Lyrics : Raphäl Yem  – Photos : Julien Pitinome

 

Idir s’est éteint ce 2 mai 2020 à Paris, d’une longue maladie. Nous avions eu la chance de le rencontrer il y a 13 ans aujourd’hui, à l’occasion de la sortie de son disque, La France des couleurs. L’occasion pour nous de revenir sur ses débuts, les débuts de sa légende. Idir n’est pas un simple artiste, il a été le porte voix de plusieurs générations, le symbole d’une certaine fierté, d’une certaine liberté. Retour dans les mots de cet infatigable militant du vivre-ensemble.

 

« La femme et la jeunesse, pour moi c’est ça l’avenir de l’humanité ».

Idir, 2007.

Présentations ?

Je suis né en Algérie, dans une région qui s’appelle la Kabylie, et puis je commence à chanter à l’âge de 17 ans. Ensuite, on m’a demandé de venir en France, où j’ai appris mon métier sur le tas. Après je suis resté. Au départ, je retournais dans mon pays assez souvent, et puis ça s’est espacé. Parce que je commençais à comprendre et à pratiquer ce métier, métier que je n’ai pas cherché … Ma musique était essentiellement kabyle, parce que j’étais en Kabylie, et puis après, dès que tu sors de chez toi, tu vois d’autres gens et tu t’enrichis des différences, et donc ta musique va devenir un mélange de tout ça.
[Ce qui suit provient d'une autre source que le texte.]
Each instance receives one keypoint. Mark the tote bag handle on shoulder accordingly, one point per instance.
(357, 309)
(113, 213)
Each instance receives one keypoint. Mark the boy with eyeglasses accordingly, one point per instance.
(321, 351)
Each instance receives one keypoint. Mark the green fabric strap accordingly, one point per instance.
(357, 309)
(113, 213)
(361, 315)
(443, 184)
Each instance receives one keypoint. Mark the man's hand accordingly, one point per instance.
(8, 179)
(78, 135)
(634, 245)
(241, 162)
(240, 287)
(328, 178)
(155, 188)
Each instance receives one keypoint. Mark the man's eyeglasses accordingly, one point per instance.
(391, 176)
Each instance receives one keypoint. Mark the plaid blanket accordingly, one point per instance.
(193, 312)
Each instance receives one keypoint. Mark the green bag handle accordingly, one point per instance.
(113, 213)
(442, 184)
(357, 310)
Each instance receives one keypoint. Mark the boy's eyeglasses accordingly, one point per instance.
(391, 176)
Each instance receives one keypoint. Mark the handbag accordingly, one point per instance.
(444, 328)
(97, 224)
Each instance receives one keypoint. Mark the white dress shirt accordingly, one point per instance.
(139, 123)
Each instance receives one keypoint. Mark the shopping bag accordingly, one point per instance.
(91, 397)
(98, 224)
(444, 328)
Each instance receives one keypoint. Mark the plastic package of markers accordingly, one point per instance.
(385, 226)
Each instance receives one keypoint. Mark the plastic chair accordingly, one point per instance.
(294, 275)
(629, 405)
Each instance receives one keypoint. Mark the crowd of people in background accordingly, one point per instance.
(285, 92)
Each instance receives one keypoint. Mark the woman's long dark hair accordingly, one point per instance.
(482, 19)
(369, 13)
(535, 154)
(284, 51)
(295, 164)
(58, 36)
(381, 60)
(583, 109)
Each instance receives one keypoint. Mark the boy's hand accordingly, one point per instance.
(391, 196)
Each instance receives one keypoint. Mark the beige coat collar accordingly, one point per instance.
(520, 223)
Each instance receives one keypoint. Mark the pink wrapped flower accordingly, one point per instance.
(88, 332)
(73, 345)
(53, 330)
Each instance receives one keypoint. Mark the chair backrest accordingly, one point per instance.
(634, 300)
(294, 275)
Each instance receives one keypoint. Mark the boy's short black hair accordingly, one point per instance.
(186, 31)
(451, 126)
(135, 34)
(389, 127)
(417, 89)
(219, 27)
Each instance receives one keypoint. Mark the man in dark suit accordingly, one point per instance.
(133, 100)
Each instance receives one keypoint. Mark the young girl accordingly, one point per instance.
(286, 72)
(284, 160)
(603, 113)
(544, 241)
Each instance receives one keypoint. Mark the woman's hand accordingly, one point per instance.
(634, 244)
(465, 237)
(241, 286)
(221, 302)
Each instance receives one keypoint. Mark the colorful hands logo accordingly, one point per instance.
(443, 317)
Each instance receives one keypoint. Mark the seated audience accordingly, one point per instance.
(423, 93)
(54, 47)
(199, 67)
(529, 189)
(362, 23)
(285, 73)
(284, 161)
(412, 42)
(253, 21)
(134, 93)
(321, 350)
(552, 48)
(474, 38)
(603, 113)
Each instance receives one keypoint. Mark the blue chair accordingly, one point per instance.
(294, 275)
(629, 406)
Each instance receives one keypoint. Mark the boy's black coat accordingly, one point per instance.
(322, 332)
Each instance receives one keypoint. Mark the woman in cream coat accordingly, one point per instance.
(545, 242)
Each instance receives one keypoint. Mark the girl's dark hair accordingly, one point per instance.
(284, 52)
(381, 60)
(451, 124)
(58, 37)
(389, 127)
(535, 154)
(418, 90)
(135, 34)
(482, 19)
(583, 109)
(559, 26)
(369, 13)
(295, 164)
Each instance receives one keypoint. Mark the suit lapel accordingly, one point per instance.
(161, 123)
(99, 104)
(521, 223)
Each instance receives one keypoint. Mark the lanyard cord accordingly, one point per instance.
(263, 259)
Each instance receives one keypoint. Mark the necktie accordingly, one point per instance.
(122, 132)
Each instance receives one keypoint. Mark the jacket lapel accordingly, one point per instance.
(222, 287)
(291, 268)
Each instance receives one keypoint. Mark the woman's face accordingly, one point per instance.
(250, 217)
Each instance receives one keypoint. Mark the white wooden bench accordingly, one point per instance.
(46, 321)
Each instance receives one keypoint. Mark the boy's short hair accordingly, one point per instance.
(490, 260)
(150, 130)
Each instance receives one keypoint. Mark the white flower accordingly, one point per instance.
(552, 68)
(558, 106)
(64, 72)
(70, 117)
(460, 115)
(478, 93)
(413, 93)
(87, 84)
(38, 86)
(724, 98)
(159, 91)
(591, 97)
Comment est-ce que tout ça a commencé ?

J’ai eu la chance d’avoir une grand-mère et une maman qui aimaient la poésie, et j’ai eu la chance de passer mon enfance en Kabylie, où dès qu’on sortait de l’école, on gardait les chèvres et les moutons pour les parents. De là, faire de la musique en dehors du village, c’était possible. Mais disons que je n’avais pas l’envie ou de désir particulier de faire carrière là-dedans. Comme il n’y avait pas de lycée en Kabylie, à partir du Brevet, on partait pour Alger. En première, j’étais dans un lycée qui était en face d’une radio. Et puis comme j’étais un peu déraciné dans mon propre pays, parce que je ne parlais pas l’Arabe, j’essayais de me rapprocher des gens comme moi, de ma région. Pour ça, je gratouillais un peu de guitare, ce qui a du intéresser les gens d’en face : on m’a demandé de faire des petites musiques. Mais dans ma tête, il fallait le Bac et les longues études, alors la musique … Et puis un jour, j’écris une berceuse pour quelqu’un de connu. Le producteur est venu me dire de la remplacer au pied levé, parce qu’elle était malade. « C’est pas mon métier, je suis pas musicien », lui avais-je dis. Il a insisté, alors c’est là que j’ai pris mon pseudo, « Idir », pour pas que ma famille soit au courant ; j’étais sur Alger pour faire des études, pas pour faire de la musique ! D’autant plus que chez nous, la musique n’est pas très « palpable ». Une maman a envie de voir son fils médecin, mais pas saltimbanque ! Et puis quand j’ai chanté cette chanson là, ça a tout de suite pris. Le lendemain de l’émission, les gens appelaient la radio pour me réentendre. On parlait de Idir dans la rue, jusque dans ma famille. Et ça pendant près de 9 mois. A l’époque, je partageais une chambre universitaire avec un ami, qui m’a dit : « Pourquoi  tu fais pas une face B, ça pourrait te payer ta chambre » ? Ce que j’ai fait, et ça a eu beaucoup de succès … même en dehors de l’Algérie ! Ce n’est pas ce que j’avais choisi, mais plus j’essayais de tenir la musique à distance, et plus les choses me rattrapaient. Et puis un jour, y’a un gars qui m’attend devant le lycée. Un gars qui était venu spécialement de France, qui veut me signer pour la France. Un contrat qui m’a rattaché pour 7 ans, durant lesquels je devais enregistrer deux 33 tours.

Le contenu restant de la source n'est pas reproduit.